The missing Terraform VM

Igor Zalutski
6 min readDec 20, 2023

Terraform is unique among other languages in that in addition to the configuration language itself, there is also a thing called state that stores low-level settings of every resource described in code. This approach seems needlessly complex but it evolved for a reason. The first infrastructure-as-code tool, CloudFormation from AWS, did not have state, only code — and ironically that made working with it harder, not easier, because there was no way to tell whether the code matched the actual configuration of the cloud account.

One thing however is surprisingly similar with Terraform compared to other languages: it’s the concept of dependencies. Naturally, some pieces of your codebase might need other parts of it to work properly — that’s what dependencies are all about. And in Terraform, just like with compiled programming languages, say Java or C++, there also 2 kinds of dependencies. Static dependencies (or implicit, or compile-time) can be resolved at the time of writing the code (e.g. modules); whereas dynamic ones can be resolved only at runtime (or apply-time in Terraform case).

Disclaimer: this article is written by Digger, an open-source CI/CD orchestrator for Terraform.

Admittedly applying concepts of “real” programming languages to Terraform is a bit of a stretch. It is a configuration language after all — HCL is not too dissimilar from JSON at its core, designed to be used mostly in a declarative fashion. Yes you can have functions and other goodies; still, configuration language it is. And yet trying to imagine what the concepts of general-purpose programming languages could mean in Terraform world seems to be quite entertaining.

The 2 concepts I want to borrow from other languages for the purpose of this article are runtime and compile-time in the context of dependencies. Let’s assume for a minute that there is such thing as “terraform VM”; and perhaps that terraform code is compiled into some sort of a bytecode, like Java or C#. Actually it even makes sense in a way — the VM being the combination of the terraform provider and the target cloud provider that “executes” it.
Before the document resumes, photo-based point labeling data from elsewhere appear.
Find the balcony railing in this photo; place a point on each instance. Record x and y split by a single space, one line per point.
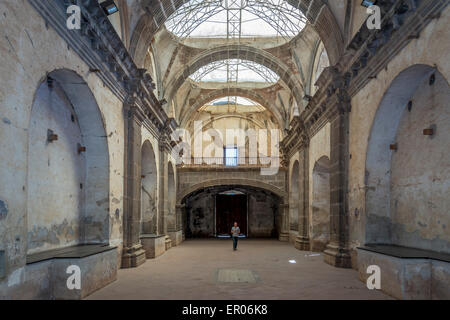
231 162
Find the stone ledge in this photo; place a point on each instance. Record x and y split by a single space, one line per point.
47 279
407 277
154 245
406 252
72 252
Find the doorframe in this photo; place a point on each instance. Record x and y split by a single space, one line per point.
215 213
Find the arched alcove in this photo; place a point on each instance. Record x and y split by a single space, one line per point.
406 167
68 166
320 219
294 197
149 192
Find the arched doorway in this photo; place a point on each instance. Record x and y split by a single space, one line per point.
258 216
407 163
68 166
320 213
149 200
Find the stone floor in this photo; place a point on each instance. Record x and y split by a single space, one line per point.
259 269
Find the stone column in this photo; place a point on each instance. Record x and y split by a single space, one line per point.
133 254
302 240
283 210
337 251
163 190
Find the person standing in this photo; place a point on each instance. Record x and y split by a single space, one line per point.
235 231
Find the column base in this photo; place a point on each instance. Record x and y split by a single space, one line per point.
133 257
284 236
302 243
337 256
176 237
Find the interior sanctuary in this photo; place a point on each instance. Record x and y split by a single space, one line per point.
135 133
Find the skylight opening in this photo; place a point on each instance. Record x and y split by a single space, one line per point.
234 71
233 100
236 19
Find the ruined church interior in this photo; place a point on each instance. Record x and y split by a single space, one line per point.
135 134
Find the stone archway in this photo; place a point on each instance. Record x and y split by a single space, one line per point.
320 206
407 167
68 166
294 197
243 52
317 12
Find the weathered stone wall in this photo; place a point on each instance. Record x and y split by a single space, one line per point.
27 57
425 50
192 179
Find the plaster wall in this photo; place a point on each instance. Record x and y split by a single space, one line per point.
27 59
425 50
319 147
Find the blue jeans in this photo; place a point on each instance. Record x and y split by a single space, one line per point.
234 242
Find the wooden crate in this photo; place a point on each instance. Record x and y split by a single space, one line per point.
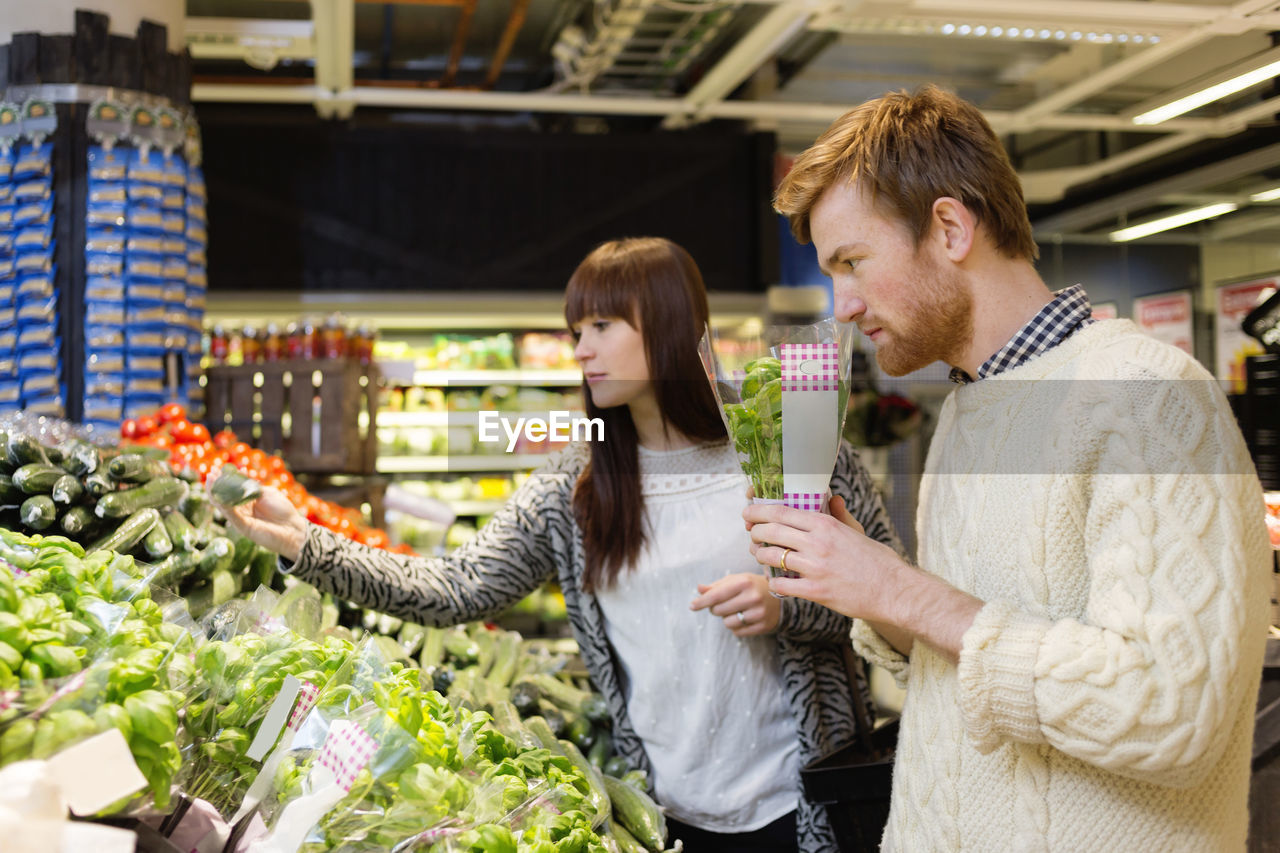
309 411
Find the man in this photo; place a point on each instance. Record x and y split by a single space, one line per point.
1082 641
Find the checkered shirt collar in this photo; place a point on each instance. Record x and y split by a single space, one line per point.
1068 311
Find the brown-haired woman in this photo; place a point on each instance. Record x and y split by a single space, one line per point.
717 689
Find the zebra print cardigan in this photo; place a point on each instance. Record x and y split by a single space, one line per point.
535 537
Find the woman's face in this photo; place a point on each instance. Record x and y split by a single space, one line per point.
612 356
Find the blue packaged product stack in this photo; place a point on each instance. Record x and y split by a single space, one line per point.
197 279
10 391
105 247
27 247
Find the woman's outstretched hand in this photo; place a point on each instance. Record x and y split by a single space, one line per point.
743 601
272 521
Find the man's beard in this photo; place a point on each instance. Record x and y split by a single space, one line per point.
937 325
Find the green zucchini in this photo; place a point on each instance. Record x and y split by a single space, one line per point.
68 489
39 511
24 450
127 537
599 796
37 478
156 543
627 843
216 557
181 533
638 813
233 488
570 698
81 459
97 484
581 733
10 493
539 728
136 468
155 493
524 696
78 523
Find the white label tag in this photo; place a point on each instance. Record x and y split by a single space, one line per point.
275 719
96 772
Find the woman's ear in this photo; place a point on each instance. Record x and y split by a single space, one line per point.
954 227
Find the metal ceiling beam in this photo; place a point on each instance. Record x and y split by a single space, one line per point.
1223 172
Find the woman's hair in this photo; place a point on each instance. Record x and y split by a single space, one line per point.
656 287
906 151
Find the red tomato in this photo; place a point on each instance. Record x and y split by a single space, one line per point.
170 413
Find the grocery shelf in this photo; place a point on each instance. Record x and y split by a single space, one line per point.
517 377
451 464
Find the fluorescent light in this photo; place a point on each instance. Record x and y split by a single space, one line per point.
1174 220
1207 95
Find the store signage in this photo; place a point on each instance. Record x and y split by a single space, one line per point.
1230 343
561 427
1168 316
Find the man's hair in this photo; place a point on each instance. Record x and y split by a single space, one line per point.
906 151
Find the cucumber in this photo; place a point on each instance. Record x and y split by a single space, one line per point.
136 468
627 842
67 489
524 696
37 478
600 749
78 523
181 533
581 733
10 493
197 509
599 794
97 484
39 511
570 698
539 729
233 488
216 557
24 450
155 493
638 813
461 648
433 648
81 459
156 543
127 537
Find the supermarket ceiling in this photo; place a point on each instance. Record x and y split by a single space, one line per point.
1116 112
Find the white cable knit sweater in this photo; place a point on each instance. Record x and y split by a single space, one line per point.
1101 501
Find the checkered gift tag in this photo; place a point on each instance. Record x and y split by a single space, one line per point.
810 366
306 701
346 752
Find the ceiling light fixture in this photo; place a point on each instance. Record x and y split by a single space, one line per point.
1207 95
1173 220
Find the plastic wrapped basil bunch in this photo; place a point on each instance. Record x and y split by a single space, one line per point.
784 392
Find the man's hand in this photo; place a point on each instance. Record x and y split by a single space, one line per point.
272 521
743 601
845 570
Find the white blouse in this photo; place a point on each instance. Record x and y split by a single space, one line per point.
708 706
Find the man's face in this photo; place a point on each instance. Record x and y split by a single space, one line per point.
914 306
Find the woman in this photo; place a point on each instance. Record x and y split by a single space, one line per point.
720 690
Plan artifact is the bytecode then.

Static dependencies: modules

In our “terraform VM” model that we just made up, modules resemble compile-time (static) dependencies of compiled programming languages. One source file requires another to produce a working build; and if something is wrong in that “dependency link”, it can be known at the time of writing the code — hence static.

Initially Terraform didn’t have native support for modules; so tools like Terragrunt came to rescue. In some sense Terragrunt resembles macros in the C language — it’s essentially just automated copy-pasting of the same piece of code to reduce duplication (Don’t Repeat Yourself aka DRY). Simple and powerful! But native support of modules at the language level is of course much better: modules can now be distributed independently, and the “compiler” (terraform CLI) can resolve the correct version using a centralised registry.
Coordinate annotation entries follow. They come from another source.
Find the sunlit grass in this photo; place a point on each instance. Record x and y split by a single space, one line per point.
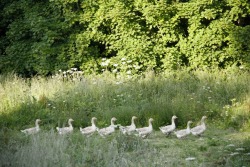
222 96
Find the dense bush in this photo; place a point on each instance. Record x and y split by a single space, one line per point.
39 37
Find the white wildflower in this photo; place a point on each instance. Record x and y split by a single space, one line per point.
190 158
239 149
129 72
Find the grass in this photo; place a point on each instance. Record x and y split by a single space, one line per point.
223 96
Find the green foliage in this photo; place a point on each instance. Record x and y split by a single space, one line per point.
41 37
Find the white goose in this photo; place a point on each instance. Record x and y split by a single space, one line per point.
198 130
184 132
90 129
144 132
129 129
66 130
108 130
32 130
169 128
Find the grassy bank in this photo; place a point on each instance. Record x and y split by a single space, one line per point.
223 96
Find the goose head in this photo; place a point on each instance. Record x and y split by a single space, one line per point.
174 117
93 119
204 117
38 120
70 121
113 120
150 120
189 122
134 117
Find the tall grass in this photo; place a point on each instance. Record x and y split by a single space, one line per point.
188 95
223 96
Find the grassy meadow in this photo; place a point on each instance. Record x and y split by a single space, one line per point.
223 96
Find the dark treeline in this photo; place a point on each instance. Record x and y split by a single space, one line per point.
43 36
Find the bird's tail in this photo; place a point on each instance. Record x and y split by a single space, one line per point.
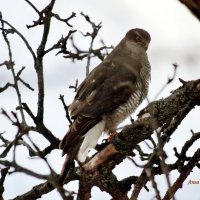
66 167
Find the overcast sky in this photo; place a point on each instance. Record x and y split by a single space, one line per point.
175 34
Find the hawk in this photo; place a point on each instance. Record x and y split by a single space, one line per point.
107 96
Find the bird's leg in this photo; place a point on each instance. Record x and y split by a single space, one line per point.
112 135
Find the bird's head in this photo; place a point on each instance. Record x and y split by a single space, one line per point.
138 38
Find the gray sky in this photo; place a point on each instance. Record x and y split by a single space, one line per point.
175 39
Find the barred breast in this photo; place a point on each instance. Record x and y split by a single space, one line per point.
132 103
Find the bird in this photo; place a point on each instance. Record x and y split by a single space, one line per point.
109 94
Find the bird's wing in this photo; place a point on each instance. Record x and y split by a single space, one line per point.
107 87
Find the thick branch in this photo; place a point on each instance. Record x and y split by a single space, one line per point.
159 113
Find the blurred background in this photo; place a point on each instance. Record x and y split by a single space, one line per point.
175 34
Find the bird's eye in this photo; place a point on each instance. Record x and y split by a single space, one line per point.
138 38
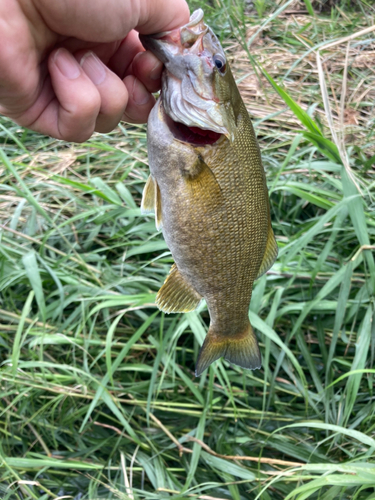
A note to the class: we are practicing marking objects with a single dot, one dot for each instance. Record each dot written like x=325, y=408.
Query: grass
x=98, y=397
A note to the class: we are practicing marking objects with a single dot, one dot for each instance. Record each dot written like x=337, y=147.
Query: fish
x=207, y=188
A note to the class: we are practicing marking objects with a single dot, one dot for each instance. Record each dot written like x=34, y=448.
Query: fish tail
x=240, y=349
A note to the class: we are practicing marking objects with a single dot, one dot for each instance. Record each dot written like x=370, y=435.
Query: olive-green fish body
x=211, y=201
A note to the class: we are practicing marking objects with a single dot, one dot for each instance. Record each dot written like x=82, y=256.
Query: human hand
x=70, y=67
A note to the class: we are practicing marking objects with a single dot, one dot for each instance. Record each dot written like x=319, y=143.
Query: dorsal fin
x=177, y=295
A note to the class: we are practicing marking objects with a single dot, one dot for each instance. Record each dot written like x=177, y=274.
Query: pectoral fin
x=203, y=185
x=177, y=295
x=148, y=197
x=270, y=253
x=151, y=201
x=158, y=215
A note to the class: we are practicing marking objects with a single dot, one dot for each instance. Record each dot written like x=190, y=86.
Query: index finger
x=110, y=20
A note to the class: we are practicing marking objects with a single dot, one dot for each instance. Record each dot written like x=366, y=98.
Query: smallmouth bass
x=208, y=189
Runtime dependencies: inputs / outputs

The 2nd kind of dependencies in Terraform is less obvious, so let’s start with a practical example. It is a good practice to split your terraform codebase into smaller pieces, each with its own state, to reduce blast radius. This means that if something goes wrong with one piece, the rest keeps working. So it’s a standard practice to have a state file for “base layer” like networking, plus a piece of state for each logical part of the application. For example a service with a queue and a database that are required for it to work will have their own piece of state. And all of that multiplied by the number of environments (typically at least 3 — dev, staging, prod).
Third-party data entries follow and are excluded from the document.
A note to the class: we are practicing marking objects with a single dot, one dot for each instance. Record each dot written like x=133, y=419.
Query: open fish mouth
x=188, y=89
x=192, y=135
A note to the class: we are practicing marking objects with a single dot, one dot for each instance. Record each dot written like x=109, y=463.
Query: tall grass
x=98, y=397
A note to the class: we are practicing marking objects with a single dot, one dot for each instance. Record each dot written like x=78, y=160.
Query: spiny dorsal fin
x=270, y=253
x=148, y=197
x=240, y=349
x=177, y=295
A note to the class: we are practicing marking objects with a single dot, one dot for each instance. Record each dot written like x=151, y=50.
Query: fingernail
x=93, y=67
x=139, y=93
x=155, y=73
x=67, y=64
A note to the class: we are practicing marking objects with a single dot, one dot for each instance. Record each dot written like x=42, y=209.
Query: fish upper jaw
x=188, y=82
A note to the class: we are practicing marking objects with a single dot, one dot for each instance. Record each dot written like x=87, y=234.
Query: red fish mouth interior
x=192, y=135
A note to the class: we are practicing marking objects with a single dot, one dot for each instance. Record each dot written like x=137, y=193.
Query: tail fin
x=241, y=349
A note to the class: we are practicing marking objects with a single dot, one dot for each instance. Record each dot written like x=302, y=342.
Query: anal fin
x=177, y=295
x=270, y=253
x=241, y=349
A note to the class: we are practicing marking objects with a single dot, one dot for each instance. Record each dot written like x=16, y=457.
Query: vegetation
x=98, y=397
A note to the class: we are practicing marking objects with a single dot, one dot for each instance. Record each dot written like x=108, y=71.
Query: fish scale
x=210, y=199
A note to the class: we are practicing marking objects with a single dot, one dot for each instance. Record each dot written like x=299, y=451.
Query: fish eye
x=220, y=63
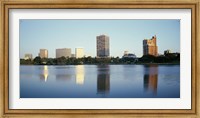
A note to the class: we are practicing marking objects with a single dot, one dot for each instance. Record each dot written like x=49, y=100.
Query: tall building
x=43, y=53
x=79, y=52
x=151, y=79
x=28, y=56
x=125, y=52
x=103, y=79
x=63, y=52
x=103, y=46
x=150, y=46
x=167, y=52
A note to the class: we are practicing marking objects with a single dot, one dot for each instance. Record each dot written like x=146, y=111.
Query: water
x=100, y=81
For the sake of simplicity, let’s imagine our terraform project has just 2 pieces of state — Base that defines the networking setup (VPC etc), and App that defines everything else. How does App know which VPC it should be deployed into?

Another good practice is to define parameters of each module as variables. This is effectively incapsulation — hiding implementation details from the consumer of the library. In programming languages interfaces and function signatures serve a similar purpose. So our App module will define a variable named vpc_id. Where does it come from?

It has to come from the Base part of our project. But it’s not known at the time of writing the code for Base. You first need to run terraform apply for Base, and only when the apply is successful, you’ll see the ID of a newly created VPC in the outputs (they are also stored in the state file).

This is runtime dependencies in our made-up model. One piece of state implicitly depends on another; but the dependency can only be resolved at runtime (or rather apply time). A bit like instantiating a class in Java using a DI (dependency injection) container that loads the right library based on configuration or runtime data.

Surely there is a way to pass those outputs from one state to another in Terraform? Turns out, the answer is no — at least not at the language level. The reason is probably that since state is deliberately separated from code, every piece of terraform code is only concerned with one piece of state, assuming it’s all there is. So you need something else (let’s call it “terraform VM”) to oversee the “links” of runtime dependencies between different pieces of state.

Terragrunt again helps here: you can use inputs with dependency.* syntax to take outputs from one state and use them as inputs in another. This is handy - you can now run terragrunt apply-all and it will take care of the order by first applying the Base project, then taking vpc_id from outputs and using it as inputs for App.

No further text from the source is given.